O que aconteceria se todos os clichês dos filmes de mortos-vivos desde Romero fossem colocados junto a todos os clichês da cultura otaku japonesa? A resposta é um mangá que recentemente se tornou animação e que carrega todos os problemas de uma geração inteira. Estou falando de Gakuen Mokushiroku: Highschool of The Dead.

Com roteiro de Daisuke Sato e arte de Shouji Saito (será que são parentes?), o mangá conta a história de um grupo de adolescentes tentando sobreviver num mundo onde a maior parte da população foi vitimada por um vírus que as ressuscitou como mortos-vivos canibais. A adaptação dirigida por Araki Tetsuro (Death Note, Aoi Bongaku) ficou por conta do famoso estúdio MadHouse (Trigun, Paprika, o mal-falado Chaos;Head) e contou com 12 episódios exibidos entre Julho e Setembro de 2010, ganhando um OVA “fanservicento” (o sempre usado episódio da praia…) no mesmo ano.

Antes de mais nada vale um aparte para o traço do anime. Shouji Sato, para os que não sabem, antes de ilustrar HOTD, era conhecido por seus trabalhos em hentais e isso pode ser facilmente visto nas artes do mangá e do anime (e olha que mesmo para os padrões de hentais o traço dele é bem… exagerado). A maneira como as imagens são jogadas na sua cara é ridiculamente explícita e vulgar. Quando atacam uma das protagonistas os monstros não tentam mordê-las ou rasgá-las, mas sim apertar, agarrar, cutucar. As cenas que no anime são muito vulgares no mangá são praticamente pornografia. Não há um motivo sequer para que tais cenas existam exceto pela transformação da mulher em objeto sexual puro, algo similar ao feito pelas letras de funks cariocas. É o underground levado ao mainstream.

Sendo uma animação do MadHouse, era de se esperar uma qualidade técnica ótima. E isso é algo que não dá para negar que o anime tem. A animação é muito fluída, fluída até demais em alguns momentos, e as cenas de ação funcionam muito bem. Some tudo isso a uma trilha sonora bem posicionada e temos o clima perfeito para a série. Só que não espere que esse seja um clima de terror.
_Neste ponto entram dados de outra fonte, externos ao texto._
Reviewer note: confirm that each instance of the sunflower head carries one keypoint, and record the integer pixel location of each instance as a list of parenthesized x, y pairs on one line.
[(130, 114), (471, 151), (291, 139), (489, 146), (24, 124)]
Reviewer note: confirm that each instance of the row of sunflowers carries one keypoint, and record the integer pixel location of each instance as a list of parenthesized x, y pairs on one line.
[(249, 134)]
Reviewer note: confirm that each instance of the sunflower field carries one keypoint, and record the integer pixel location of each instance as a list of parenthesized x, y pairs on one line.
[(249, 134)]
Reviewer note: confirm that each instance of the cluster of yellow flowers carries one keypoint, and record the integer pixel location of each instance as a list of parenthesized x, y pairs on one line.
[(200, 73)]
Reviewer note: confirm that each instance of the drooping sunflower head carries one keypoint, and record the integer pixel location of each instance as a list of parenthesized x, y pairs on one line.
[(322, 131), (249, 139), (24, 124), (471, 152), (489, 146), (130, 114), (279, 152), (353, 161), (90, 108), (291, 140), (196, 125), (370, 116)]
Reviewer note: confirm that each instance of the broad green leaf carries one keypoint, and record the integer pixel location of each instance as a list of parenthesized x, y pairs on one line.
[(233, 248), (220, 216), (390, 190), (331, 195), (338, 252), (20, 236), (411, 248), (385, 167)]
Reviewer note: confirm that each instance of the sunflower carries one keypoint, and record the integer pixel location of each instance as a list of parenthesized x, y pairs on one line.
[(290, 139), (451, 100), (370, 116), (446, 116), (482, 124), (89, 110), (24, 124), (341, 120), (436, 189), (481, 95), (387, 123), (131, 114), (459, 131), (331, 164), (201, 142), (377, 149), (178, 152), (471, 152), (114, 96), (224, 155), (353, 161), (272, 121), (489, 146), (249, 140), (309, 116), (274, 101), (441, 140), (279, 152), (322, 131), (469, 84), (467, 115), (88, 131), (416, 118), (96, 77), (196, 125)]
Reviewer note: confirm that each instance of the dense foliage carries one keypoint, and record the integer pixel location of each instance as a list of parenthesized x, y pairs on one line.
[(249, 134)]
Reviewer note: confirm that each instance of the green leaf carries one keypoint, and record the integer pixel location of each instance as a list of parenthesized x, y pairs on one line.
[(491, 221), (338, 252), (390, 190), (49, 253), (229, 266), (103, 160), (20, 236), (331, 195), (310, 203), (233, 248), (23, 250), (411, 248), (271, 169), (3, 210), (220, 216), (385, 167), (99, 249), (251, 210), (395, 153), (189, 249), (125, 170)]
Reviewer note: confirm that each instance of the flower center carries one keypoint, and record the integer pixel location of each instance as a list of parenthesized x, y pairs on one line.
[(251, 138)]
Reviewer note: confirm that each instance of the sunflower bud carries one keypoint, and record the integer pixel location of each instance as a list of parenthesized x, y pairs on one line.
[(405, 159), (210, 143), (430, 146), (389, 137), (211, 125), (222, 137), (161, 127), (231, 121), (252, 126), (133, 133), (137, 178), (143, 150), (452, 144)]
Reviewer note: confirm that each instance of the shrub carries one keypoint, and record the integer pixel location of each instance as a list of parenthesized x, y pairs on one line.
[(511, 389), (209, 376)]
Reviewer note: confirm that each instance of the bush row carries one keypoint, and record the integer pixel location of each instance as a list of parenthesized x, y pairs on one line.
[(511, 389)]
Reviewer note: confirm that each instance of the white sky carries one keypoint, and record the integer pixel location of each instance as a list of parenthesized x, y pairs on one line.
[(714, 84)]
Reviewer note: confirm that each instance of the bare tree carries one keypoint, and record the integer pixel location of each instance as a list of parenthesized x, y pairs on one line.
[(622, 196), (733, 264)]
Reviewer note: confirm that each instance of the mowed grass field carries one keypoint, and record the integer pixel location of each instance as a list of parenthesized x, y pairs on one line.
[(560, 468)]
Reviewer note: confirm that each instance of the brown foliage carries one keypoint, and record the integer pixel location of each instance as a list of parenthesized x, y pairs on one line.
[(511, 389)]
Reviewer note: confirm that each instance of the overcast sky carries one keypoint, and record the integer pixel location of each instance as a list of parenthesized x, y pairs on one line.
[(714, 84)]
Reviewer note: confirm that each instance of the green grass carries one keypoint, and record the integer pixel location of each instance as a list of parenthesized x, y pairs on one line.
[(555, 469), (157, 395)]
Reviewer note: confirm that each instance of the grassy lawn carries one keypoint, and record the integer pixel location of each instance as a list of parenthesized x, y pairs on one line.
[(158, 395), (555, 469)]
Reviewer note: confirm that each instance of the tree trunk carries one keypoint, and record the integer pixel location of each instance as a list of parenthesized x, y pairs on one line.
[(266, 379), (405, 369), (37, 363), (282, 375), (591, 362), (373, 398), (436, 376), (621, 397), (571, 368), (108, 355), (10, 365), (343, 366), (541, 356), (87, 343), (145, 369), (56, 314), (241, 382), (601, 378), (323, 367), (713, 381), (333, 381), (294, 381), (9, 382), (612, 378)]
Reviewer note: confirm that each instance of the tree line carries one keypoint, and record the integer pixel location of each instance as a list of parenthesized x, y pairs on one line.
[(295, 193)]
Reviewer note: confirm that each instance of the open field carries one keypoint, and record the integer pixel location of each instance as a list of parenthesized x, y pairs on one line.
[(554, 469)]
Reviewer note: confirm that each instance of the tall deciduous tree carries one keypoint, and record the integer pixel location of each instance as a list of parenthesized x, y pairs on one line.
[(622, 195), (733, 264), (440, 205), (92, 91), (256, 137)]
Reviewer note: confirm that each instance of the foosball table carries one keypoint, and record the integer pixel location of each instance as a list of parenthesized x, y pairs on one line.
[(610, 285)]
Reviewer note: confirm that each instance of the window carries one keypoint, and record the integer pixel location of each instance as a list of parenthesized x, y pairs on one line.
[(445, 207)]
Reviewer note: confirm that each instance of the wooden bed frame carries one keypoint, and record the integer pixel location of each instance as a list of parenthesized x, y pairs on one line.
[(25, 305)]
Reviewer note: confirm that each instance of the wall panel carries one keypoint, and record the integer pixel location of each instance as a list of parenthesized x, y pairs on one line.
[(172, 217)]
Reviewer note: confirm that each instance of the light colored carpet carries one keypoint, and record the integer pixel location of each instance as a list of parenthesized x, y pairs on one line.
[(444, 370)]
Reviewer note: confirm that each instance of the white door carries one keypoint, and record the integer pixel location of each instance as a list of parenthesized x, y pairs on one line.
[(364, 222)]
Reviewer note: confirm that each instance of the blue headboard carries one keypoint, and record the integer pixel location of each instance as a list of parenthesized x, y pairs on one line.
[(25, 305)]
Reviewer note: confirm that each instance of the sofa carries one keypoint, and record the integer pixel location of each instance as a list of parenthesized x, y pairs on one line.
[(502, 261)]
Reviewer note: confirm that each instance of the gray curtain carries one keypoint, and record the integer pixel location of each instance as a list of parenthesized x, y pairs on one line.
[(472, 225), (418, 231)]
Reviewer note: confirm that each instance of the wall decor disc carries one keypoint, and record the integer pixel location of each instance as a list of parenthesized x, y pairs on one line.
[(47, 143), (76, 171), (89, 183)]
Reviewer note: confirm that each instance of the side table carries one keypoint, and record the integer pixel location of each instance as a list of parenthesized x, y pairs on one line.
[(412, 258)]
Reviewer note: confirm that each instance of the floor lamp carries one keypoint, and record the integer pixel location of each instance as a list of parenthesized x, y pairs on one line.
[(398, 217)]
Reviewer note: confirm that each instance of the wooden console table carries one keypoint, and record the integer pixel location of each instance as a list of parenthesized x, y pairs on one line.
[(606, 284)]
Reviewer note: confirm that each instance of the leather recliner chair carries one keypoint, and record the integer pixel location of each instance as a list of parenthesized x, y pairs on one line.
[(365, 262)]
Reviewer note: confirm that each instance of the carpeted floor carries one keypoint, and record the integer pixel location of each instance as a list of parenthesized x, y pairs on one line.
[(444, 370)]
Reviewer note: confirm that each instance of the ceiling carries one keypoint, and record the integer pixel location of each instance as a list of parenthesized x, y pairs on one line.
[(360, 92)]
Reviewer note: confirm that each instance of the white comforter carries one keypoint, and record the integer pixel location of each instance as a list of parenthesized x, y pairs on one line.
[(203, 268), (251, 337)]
Muitas pessoas consideram Daisuke Sato um “virgem idiota que queria ganhar dinheiro fácil” por criar um história tão estúpida quanto a de HOTD (que é a sigla oficial do título). E de fato, a história é realmente tão profunda quanto um pires de vela – embora use alguns artifícios interessantes de que logo falarei.

Os zumbis são os típicos mortos-vivos à lá George Romero (cineasta por trás da famosa trilogia dos mortos) e todo o decorrer da obra carrega dezenas de referências à filmografia do diretor – em especial o arco do Shopping que é a mais óbvia referência excetuando do título. E isso poderia ser interessante se não fossem dois fatores: os clichês de anime e tudo não passar de um desculpa para ação acéfala e fanservice. Não vou dizer que detesto esse tipo de coisa, porquanto que Tengen Toppa Gurren Lagann é um dos meus animes favoritos, só que soube ser simplório sem ser vulgar.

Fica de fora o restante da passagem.